French Apple Cake
Published September 1, 2012. From Cook's Illustrated.
Serves 8 to 10.
Why this recipe works:
For our own version of this classic French dessert, we wanted the best of both worlds: a dessert with a custardy, apple-rich base beneath a light, cakelike topping. To ensure that the apple slices softened fully, we microwaved them briefly to break the enzyme responsible for firming up pectin. And to create two differently textured layers from one batter, we divided the batter and added egg yolks to one part to make the custardy base and flour to the rest to form the cake layer above it.
The microwaved apples should be pliable but not completely soft when cooked. To test for doneness, take one apple slice and try to bend it. If it snaps in half, it’s too firm; microwave it for an additional 30 seconds and test again. If Calvados is unavailable, 1 tablespoon of apple brandy or white rum can be substituted.
- 1 1/2 pounds Granny Smith apples , peeled, cored, cut into 8 wedges, and sliced 1/8 inch thick crosswise
- 1 tablespoon Calvados (I used brandy)
- 1 teaspoon lemon juice
- 1 cup (5 ounces) plus 2 tablespoons all-purpose flour
- 1 cup (7 ounces) plus 1 tablespoon granulated sugar
- 2 teaspoons baking powder
- 1/2 teaspoon salt
- 1 large egg plus 2 large yolks
- 1 cup vegetable oil
- 1 cup whole milk
- 1 teaspoon vanilla extract
- Confectioners' sugar
1. Adjust oven rack to lower-middle position and heat oven to 325 degrees. Spray 9-inch springform pan with vegetable oil spray. Place prepared pan on rimmed baking sheet lined with aluminum foil. Place apple slices into microwave-safe pie plate, cover, and microwave until apples are pliable and slightly translucent, about 3 minutes. Toss apple slices with Calvados and lemon juice and let cool for 15 minutes.
2. Whisk 1 cup flour, 1 cup granulated sugar, baking powder, and salt together in bowl. Whisk egg, oil, milk, and vanilla together in second bowl until smooth. Add dry ingredients to wet ingredients and whisk until just combined. Transfer 1 cup batter to separate bowl and set aside.
3. Add egg yolks to remaining batter and whisk to combine. Using spatula, gently fold in cooled apples. Transfer batter to prepared pan; using offset spatula, spread batter evenly to pan edges, gently pressing on apples to create even, compact layer, and smooth surface.
4. Whisk remaining 2 tablespoons flour into reserved batter. Pour over batter in pan and spread batter evenly to pan edges and smooth surface. Sprinkle remaining 1 tablespoon granulated sugar evenly over cake.
5. Bake until center of cake is set, toothpick inserted in center comes out clean, and top is golden brown, about 1¼ hours. Transfer pan to wire rack; let cool for 5 minutes. Run paring knife around sides of pan and let cool completely, 2 to 3 hours. Dust lightly with confectioners’ sugar, cut into wedges, and serve.
Batter Up: It's a Two-for-One
To produce this cake’s distinct layers, we started with a simple base batter and, with key additions, made it work in two ways.
CAKE: Adding extra flour to 1 cup of the base batter created a tender, airy top.
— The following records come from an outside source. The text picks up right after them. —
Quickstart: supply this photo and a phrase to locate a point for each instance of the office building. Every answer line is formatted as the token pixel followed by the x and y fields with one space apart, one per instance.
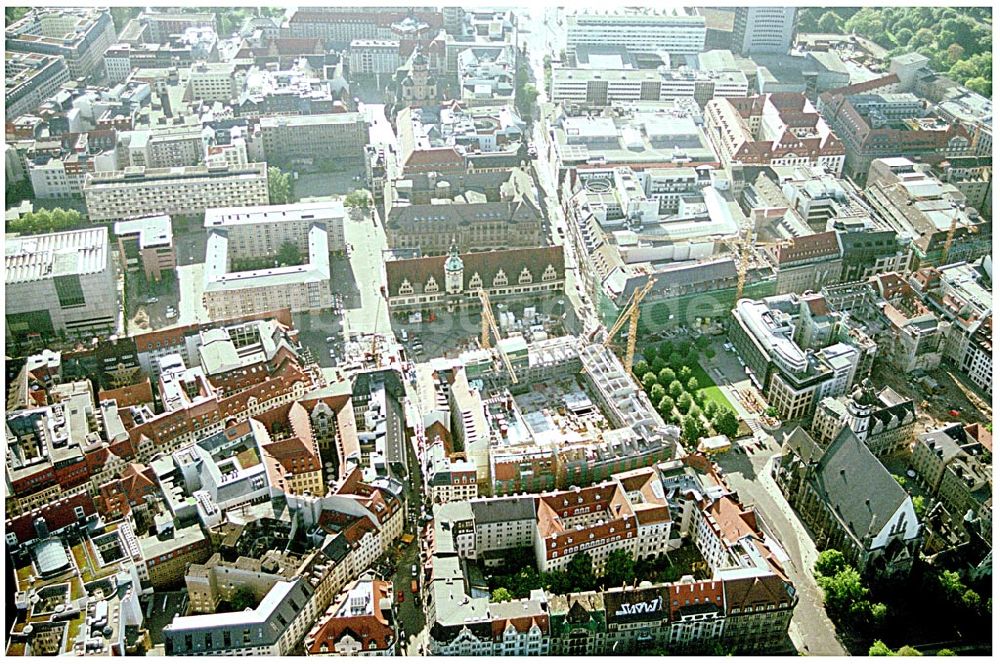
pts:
pixel 60 283
pixel 147 244
pixel 616 87
pixel 796 351
pixel 139 192
pixel 643 30
pixel 763 30
pixel 80 36
pixel 29 79
pixel 239 235
pixel 775 129
pixel 327 136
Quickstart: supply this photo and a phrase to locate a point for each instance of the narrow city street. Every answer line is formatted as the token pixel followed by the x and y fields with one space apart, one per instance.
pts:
pixel 811 630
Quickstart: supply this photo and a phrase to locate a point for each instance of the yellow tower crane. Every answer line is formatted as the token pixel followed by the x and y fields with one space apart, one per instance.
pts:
pixel 744 248
pixel 490 324
pixel 951 236
pixel 631 314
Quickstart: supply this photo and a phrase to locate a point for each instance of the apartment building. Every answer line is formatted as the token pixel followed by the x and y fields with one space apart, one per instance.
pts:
pixel 455 281
pixel 763 30
pixel 60 283
pixel 138 191
pixel 323 136
pixel 875 125
pixel 616 87
pixel 796 351
pixel 883 420
pixel 922 210
pixel 644 30
pixel 368 57
pixel 29 79
pixel 254 232
pixel 162 147
pixel 147 244
pixel 361 622
pixel 957 469
pixel 214 81
pixel 780 129
pixel 160 25
pixel 79 36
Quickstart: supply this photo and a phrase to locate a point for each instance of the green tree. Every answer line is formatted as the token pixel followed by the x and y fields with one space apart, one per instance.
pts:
pixel 879 649
pixel 279 187
pixel 580 571
pixel 666 376
pixel 648 380
pixel 954 53
pixel 841 591
pixel 830 23
pixel 358 202
pixel 980 85
pixel 619 568
pixel 725 422
pixel 675 389
pixel 908 651
pixel 289 254
pixel 952 586
pixel 691 430
pixel 501 595
pixel 829 562
pixel 243 598
pixel 665 407
pixel 919 506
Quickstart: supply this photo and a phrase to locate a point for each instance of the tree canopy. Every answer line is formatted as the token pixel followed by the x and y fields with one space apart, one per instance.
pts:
pixel 957 42
pixel 279 186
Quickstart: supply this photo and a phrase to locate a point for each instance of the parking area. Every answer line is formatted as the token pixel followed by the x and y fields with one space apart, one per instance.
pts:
pixel 159 610
pixel 337 183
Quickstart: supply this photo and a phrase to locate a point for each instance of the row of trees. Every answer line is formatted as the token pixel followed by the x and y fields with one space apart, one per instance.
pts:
pixel 891 608
pixel 958 41
pixel 676 392
pixel 46 221
pixel 279 186
pixel 358 203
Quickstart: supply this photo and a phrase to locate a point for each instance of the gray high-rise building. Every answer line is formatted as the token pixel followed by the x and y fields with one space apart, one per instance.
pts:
pixel 763 30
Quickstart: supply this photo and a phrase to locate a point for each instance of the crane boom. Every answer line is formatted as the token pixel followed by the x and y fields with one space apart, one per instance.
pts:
pixel 490 323
pixel 630 314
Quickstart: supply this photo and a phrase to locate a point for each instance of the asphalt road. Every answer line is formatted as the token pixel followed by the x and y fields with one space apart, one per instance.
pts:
pixel 811 630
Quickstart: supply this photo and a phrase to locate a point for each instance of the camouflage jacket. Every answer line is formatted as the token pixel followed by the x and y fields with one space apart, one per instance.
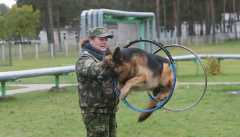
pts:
pixel 93 97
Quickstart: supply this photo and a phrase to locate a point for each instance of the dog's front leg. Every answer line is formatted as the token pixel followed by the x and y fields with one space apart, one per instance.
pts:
pixel 134 82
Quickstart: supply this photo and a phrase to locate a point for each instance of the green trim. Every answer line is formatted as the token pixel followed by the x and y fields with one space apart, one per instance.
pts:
pixel 57 80
pixel 196 63
pixel 10 53
pixel 3 87
pixel 142 35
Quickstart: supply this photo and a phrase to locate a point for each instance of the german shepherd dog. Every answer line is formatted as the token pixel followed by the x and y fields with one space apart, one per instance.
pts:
pixel 136 69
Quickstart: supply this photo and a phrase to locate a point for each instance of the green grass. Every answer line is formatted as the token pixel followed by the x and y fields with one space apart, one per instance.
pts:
pixel 45 113
pixel 186 69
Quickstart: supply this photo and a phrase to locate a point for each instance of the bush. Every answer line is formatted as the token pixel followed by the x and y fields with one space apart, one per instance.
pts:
pixel 213 67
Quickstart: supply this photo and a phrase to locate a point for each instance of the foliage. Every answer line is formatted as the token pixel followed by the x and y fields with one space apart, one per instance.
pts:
pixel 213 67
pixel 3 24
pixel 22 22
pixel 3 9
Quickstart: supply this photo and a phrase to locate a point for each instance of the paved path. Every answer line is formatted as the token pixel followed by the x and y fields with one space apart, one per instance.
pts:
pixel 36 87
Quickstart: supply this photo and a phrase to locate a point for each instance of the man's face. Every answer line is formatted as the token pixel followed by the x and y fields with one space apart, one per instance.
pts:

CUSTARD: Adding two extra yolks to the rest of the base batter created a creamy, dense bottom.
Ensuring Tender Apples
Why do apples that go straight into the cake batter bake up too firm, while those same raw apples come out soft and tender if microwaved a bit before heading into the oven? Common sense might suggest that precooking simply hastens the fruit’s breakdown. But there’s more to the answer than that. As so often happens in cooking, an enzyme is involved, in this case a temperature-sensitive enzyme called pectin methylesterase (PME). As the batter’s temperature climbs and lingers between 120 and 160 degrees, the PME sets the pectin in the fruit, so the slices will remain relatively firm no matter how long they are cooked. The catch, though, is that the PME is deactivated at temperatures above 160 degrees. Enter the microwave. A three-minute zap quickly brings the apples to 180 degrees—high enough to permanently kill any activity of the PME—so the precooked fruit emerges fully soft in the finished cake.
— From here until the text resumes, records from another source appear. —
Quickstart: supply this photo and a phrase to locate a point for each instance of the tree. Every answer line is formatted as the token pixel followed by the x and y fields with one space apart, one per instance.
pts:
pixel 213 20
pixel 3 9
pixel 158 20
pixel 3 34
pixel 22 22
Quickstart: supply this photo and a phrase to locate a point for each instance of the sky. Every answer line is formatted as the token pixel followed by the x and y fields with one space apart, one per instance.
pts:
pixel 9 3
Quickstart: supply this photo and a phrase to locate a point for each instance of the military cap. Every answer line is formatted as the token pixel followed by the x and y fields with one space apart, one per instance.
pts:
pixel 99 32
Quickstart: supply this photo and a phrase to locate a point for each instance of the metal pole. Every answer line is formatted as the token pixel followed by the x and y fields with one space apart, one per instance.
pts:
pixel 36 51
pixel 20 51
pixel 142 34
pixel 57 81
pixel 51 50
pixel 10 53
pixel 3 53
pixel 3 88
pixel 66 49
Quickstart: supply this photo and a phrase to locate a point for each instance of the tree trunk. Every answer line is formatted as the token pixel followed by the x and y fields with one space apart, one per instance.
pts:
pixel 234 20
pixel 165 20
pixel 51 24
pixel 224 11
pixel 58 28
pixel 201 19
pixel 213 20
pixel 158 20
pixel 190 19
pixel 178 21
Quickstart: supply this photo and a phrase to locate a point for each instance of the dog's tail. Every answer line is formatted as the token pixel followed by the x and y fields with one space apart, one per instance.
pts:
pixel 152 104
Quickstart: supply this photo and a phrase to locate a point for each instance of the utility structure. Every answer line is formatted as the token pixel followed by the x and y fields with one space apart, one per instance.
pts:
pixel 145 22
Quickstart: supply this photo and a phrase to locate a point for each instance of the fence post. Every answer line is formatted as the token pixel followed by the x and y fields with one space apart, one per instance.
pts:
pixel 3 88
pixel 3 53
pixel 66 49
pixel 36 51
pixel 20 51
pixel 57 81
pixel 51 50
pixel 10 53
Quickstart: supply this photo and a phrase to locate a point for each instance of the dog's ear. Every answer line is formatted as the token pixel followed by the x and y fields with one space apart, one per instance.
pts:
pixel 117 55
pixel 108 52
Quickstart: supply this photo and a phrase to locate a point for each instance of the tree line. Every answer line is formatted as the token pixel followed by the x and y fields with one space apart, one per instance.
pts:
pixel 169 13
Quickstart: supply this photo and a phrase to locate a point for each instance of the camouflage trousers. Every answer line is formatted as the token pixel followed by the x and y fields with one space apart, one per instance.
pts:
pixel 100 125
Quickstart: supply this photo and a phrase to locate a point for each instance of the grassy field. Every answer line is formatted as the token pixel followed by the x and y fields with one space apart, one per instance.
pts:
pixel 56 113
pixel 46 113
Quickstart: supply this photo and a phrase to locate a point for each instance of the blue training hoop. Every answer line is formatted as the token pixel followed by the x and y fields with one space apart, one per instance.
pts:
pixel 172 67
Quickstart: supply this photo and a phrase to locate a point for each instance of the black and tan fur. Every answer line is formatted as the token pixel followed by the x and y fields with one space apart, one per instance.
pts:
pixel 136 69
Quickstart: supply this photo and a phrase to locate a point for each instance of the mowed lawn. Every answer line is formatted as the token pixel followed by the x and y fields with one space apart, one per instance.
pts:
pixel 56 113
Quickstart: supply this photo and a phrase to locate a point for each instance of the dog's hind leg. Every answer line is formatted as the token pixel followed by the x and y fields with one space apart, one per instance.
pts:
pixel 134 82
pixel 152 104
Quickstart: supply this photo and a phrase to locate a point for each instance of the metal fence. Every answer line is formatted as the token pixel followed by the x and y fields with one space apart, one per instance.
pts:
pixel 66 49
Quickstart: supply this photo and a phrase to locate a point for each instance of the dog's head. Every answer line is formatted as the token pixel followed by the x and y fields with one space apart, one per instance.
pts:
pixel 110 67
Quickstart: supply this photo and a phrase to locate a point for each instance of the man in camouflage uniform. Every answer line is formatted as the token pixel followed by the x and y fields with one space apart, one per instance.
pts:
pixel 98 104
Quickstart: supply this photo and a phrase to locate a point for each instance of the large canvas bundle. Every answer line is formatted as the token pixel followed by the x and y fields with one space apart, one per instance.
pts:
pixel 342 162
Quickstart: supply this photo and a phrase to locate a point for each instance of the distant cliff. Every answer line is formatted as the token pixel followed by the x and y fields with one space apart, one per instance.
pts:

We even double-checked the science with a side test: heating vacuum-sealed batches of both raw and microwaved apples in a sous vide machine to the final temperature of the cake (208 degrees) for the same amount of time it bakes (1¼ hours). The microwaved apples were predictably tender, while the slices that we didn’t microwave remained firm. Furthermore, these slices never fully softened, even after we continued to cook them for another 40 minutes.